Sure enough, the police arrived, settled everything down, and when we got back to camp, one of the adult leaders, a doctor, looked at my nose and reckoned it was broken. I had it reset the following week.

In due course, charges were filed, he pled guilty and it was in the local paper "Man, 41, head-butted youth worker after drinking in pub" (yes, I still have it, see the scan below). (Article from the Sheffield Star, Feb 22nd 2005.)

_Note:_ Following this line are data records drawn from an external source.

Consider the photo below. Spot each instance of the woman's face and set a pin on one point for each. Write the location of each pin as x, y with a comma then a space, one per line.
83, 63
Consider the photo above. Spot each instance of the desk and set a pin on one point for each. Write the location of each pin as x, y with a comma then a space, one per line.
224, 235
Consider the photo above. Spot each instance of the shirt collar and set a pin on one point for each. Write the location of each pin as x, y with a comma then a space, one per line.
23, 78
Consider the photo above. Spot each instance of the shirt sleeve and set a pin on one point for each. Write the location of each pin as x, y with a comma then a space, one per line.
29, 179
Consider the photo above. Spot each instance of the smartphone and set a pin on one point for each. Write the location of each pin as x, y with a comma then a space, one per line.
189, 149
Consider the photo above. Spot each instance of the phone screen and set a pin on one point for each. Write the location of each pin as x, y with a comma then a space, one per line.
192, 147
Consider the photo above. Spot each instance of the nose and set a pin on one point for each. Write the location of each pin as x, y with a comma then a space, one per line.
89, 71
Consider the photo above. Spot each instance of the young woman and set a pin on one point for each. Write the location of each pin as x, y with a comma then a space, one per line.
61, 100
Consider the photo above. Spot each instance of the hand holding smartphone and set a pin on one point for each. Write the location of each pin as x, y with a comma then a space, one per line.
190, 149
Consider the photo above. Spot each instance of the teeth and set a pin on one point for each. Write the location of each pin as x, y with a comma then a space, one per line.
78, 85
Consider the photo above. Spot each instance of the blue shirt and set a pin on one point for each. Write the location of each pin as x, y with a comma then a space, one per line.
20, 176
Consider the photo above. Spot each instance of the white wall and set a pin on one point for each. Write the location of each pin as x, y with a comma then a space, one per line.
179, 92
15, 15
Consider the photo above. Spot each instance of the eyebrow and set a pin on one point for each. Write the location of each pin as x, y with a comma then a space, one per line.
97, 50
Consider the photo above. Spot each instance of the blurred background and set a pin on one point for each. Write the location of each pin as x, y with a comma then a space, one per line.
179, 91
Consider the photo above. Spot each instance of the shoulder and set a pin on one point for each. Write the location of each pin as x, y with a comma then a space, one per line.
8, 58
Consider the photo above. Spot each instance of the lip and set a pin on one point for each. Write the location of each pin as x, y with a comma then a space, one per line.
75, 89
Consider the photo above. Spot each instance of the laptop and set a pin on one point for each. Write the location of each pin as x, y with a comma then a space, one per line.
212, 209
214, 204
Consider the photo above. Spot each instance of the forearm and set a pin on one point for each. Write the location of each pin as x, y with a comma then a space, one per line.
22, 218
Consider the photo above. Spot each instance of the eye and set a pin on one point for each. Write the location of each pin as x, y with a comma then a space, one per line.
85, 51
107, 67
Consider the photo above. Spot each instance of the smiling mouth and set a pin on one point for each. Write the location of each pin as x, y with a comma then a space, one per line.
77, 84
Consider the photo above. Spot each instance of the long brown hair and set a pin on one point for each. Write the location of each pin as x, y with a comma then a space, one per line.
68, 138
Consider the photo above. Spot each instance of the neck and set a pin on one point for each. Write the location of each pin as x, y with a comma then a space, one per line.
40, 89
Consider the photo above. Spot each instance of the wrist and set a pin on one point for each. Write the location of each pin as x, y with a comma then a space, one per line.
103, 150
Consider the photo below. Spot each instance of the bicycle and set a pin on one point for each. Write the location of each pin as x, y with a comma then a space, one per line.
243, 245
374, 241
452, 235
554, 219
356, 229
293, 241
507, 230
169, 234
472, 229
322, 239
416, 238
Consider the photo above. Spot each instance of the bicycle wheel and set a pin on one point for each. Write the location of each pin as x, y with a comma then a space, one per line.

Epilogue - When Jesus told people to turn the other cheek, he may or may not have had a drunk headbutting someone on a Friday night in mind, but either way, when I teach on that passage, it's a lot more dramatic and authentic now! I can certainly say turning the other cheek works, not least because in this case it kept the situation from escalating, but I'm also fairly sure Mr Richards was also fairly confused when I didn't retaliate.

The Aftermath

It was most definitely some weekend. The older brother came back to camp with us that Friday night, and continued causing trouble Saturday until he asked to go home. Mum and Dad arrived to get him, all smiles. Saturday evening and Sunday were so different after that. Everyone relaxed, you could almost see the communal sigh of relief as the older brother departed. While sending someone home is a last resort, there are times it has to be done, and that collective sigh of relief confirmed that to me.

It took me a day or two to decide to press charges, wondering what the impact on the brothers might be if (step) Dad was put away for a while, but ultimately, as friends counselled, the right thing was that justice be done. Although it went to court, I didn't have to appear as he pled guilty.

The broken nose was relatively painless, 1 Tylenol was all I took for it, and there was only a tiny bit of blood, but to this day it's not quite straight.

Seventeen years on, I still wonder occasionally what happened to that family. Although it was a challenging situation to be in, I learned a lot about myself and my ability, in my weakness, to rely on God, and face whatever an angry parent might throw at me. Thankfully, nothing like that has happened since, though I have upset a few parents with decisions I've made. To this day, it remains the only time I've sent someone home, though I have been close once or twice.

And when the compensation came through? The youth group got 10% of it, my then wife got an iPod and the rest went on some very nice camera equipment, some of which is now in the Democratic Republic of Congo, but that's a whole other story!